Galt was in Athens at the time the marbles were being shipped back to Britain.  In his Autobiography (Part I, p158) Galt relates the circumstances behind him almost acquiring the marbles -
         "Here was a chance of the most exquisite relics of art in the world becoming mine, and a speculation by the sale of them in London that would realize a fortune.  The temptation was too great.  My correspondents at Malta were Messrs. Struthers, Kennedy, and Co., to whom I wrote to pay the bills upon receiving the stones, etc etc and I shipped myself on board the vessel that I might see her safely to Hydra, where she was to put herself under the protection of a man of war.  Accordingly that evening we sailed with our precious cargo, and next morning arrived at Hydra, from which the vessel was conveyed to Malta.  But on her arrival there, the agent for the earl paid the bills, and my patriotic cupidity was frustrated."

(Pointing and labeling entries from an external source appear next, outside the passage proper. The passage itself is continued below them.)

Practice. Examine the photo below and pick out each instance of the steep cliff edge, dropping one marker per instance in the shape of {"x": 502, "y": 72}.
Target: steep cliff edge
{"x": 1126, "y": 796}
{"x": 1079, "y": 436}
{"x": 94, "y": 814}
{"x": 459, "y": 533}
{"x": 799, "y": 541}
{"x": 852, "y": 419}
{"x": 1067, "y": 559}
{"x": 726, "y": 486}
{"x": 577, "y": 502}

Galt does actually make fun of himself stating later - 
"... I also imbeciliated a mock heroic poem on the Rape of the Temples, in which I was myself so guilty of being accessary in art or part."  
The poem was Athenaid and he appends it in the Autobiography after telling about his part in the scheme "in the language of Goody-Two-shoes"!  I love the fact that Galt can mock himself.
Verse from Galt's Athenaid
There was (and of course still is) a lot of disapproval of Thomas Bruce, Lord Elgin (1766 - 1841) and his actions with regard to the Parthenon marbles.  Lord Byron criticised him in his epic The Curse of Minerva, which, says Galt, Byron wrote after reading his Athenaid.  
Elgin's original intention was to make drawings and casts of the sculptures. He employed Giovanni Battista Lusieri (1755 - 1821) a landscape artist and architect formerly in the employ of the King of Naples to undertake this work.  Lusieri was the agent who dealt with the matter for Elgin.  


Lord Elgin
The French Consul M. Fauvelle tried to stop Elgin from removing the marbles to Britain - he wanted them for France and Napoleon (so says Galt).  Elgin's defence was that if he did not take them they would be destroyed by the Turks or stolen by the French.  He had a firman (permit or authority) to remove them, Galt says that he saw the firman, but being unable to read Turkish was told that the Earl had permission to remove one stone.  (Autobiography, Part 1, p160).  Of course later Elgin sold the marbles to the British Government and they are on display in the British Museum in London.

So, could there be controversy today about "The Galt Marbles"?  Or did Galt make the whole thing up?!


In his Letters from the Levant (p113), Galt writes:-
     "The distant appearance of the Acropolis somewhat resembles that of Stirling Castle, but it is inferior in altitude and general effect."
Wonderful Scottish put-down!  Wha's like us?